Ketika siswa menuliskan apa yang harus
dilakukan pertama kali untuk memecahkan
masalah dan merumuskan rumusan masalah,
terdapat perbedaan antara siswa yang
metakognisinya lebih tinggi dengan siswa
yang metakognisinya lebih rendah. Siswa
yang metakognisinya lebih tinggi mampu
menuliskan apa yang harus dilakukan pertama
kali untuk memecahkan masalah dengan lebih
jelas dan merumuskan masalah dengan tepat,
sedangkan siswa yang metakognisinya lebih
rendah menuliskan apa yang harus dilakukan
pertama kali untuk memecahkan masalah
dengan kurang jelas dan merumuskan masalah
dengan kurang tepat.

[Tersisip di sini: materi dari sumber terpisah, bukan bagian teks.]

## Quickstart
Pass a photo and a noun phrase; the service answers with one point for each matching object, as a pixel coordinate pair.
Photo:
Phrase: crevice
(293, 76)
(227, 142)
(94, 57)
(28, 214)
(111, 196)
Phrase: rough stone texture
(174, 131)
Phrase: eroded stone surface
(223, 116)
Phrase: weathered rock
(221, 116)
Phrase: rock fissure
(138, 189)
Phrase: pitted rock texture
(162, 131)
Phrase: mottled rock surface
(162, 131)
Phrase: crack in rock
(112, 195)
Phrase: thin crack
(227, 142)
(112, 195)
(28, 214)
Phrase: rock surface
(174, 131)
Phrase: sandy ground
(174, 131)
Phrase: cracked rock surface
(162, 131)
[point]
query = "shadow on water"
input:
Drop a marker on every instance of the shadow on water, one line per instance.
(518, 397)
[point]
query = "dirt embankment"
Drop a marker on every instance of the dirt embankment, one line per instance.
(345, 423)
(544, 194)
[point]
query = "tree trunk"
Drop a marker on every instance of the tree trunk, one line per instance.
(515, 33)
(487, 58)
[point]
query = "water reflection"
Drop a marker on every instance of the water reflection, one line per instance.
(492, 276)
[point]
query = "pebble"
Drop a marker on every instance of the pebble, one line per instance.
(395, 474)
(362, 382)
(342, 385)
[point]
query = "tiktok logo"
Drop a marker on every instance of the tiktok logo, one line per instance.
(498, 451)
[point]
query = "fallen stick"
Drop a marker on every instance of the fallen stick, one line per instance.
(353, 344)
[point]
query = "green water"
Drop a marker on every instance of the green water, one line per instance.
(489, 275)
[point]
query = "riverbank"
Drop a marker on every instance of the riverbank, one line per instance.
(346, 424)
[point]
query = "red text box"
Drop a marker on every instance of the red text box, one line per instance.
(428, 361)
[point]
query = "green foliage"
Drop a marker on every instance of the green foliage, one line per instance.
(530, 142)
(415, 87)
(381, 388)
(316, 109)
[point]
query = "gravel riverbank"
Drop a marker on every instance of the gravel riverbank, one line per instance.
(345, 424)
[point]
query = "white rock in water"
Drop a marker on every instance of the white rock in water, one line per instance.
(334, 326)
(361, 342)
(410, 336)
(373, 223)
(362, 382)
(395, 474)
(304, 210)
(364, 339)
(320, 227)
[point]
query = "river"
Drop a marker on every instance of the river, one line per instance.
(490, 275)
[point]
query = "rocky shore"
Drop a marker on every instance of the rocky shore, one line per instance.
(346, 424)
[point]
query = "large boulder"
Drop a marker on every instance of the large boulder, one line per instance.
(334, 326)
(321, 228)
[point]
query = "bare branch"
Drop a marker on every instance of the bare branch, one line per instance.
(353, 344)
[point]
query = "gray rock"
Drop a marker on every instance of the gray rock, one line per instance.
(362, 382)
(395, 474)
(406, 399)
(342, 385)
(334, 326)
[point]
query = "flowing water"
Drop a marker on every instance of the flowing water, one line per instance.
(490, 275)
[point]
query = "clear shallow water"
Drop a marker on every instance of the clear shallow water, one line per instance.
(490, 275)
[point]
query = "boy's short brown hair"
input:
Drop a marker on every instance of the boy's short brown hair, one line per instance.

Perbedaan kedua
keadaan tersebut menunjukkan bahwa
menuliskan apa yang harus dilakukan pertama
kali untuk memecahkan permasalahan dan
merumuskan rumusan masalah merupakan hal
yang penting, karena kejelasan mengenai apa
yang harus dilakukan pertama kali dalam
memecahkan masalah akan mampu membantu
siswa dalam merumuskan masalah secara
tepat, sehingga siswa mampu menyusun
strategi pemecahan masalah yang sesuai
dengan lebih mudah.
Ketika siswa menyusun strategi
pemecahan masalah, siswa yang
metakognisinya lebih tinggi mampu
menuliskan strategi pemecahan masalah yang
sesuai secara lebih rinci dan memilih strategi
yang tepat, sedangkan siswa ya.ng
metakognisinya lebih rendah menuliskan
strategi secara kurang rinci dan memilih
strategi dengan kurang tepat. Perbedaan kedua
kondisi tersebut menunjukkan bahwa
menuliskan strategi pemecahan masalah
secara lebih rinci dan pemilihan strategi yang
tepat merupakan hal yang penting, sebab
kedua hal tersebut berkaitan dengan aktivitas
apa yang akan dilakukan untuk memecahkan
masalah.
Setelah mengidentifikasi dan memahami
permasalahan, serta menyusun strategi
pemecahan masalah dalam fase forethought,
siswa menerapkan strategi yang telah disusun
dan memantau kemajuan dari penerapan
strategi tersebut pada fase performance.
Ketika siswa menerapkan strategi
pemecahan masalah pada fase performance,
Page 7
JURNAL VIDYA KARYA | VOLUME 33, NOMOR 2, OKTOBER 2018
124
terdapat perbedaan karakteristik antara siswa
yang metakognisinya lebih tinggi dengan
siswa yang metakognisinya lebih rendah.
Siswa yang metakognisinya lebih tinggi
mampu mengungkapkan bagaimana
pemantauan strategi pemecahan masalah
dengan jelas dan menuliskan hasil dari
pemantauan penerapan strategi dengan benar,
sedangkan siswa yang metakognisinya lebih
rendah mengungkapkan bagaimana
pemantauan strategi pemecahan masalah
dengan kurang jelas dan masih menunjukkan
kesalahan dalam menuliskan menuliskan hasil
dari pemantauan penerapan strategi.
Perbedaan keadaan dari kedua kelompok
siswa tersebut menunjukkan bahwa kesadaran
akan kemajuan belajar dan pemantauan dalam
penerapan strategi, serta pengungkapan cara
memantau strategi menjadi hal yang penting
dalam menerapkan strategi, sebab jika
kesadaran akan kemajuan belajar muncul di
dalam diri siswa, maka ia akan berupaya
secara maksimal untuk mengungkapkan cara
pemantauan strategi dan menerapkan strategi
dan memantau penerapan strategi tersebut
agar dapat mencapai hasil belajar yang
diinginkan.
Setelah menerapkan strategi, siswa
melakukan evaluasi terhadap hasil dari
penerapan strategi dalam fase self-reflection.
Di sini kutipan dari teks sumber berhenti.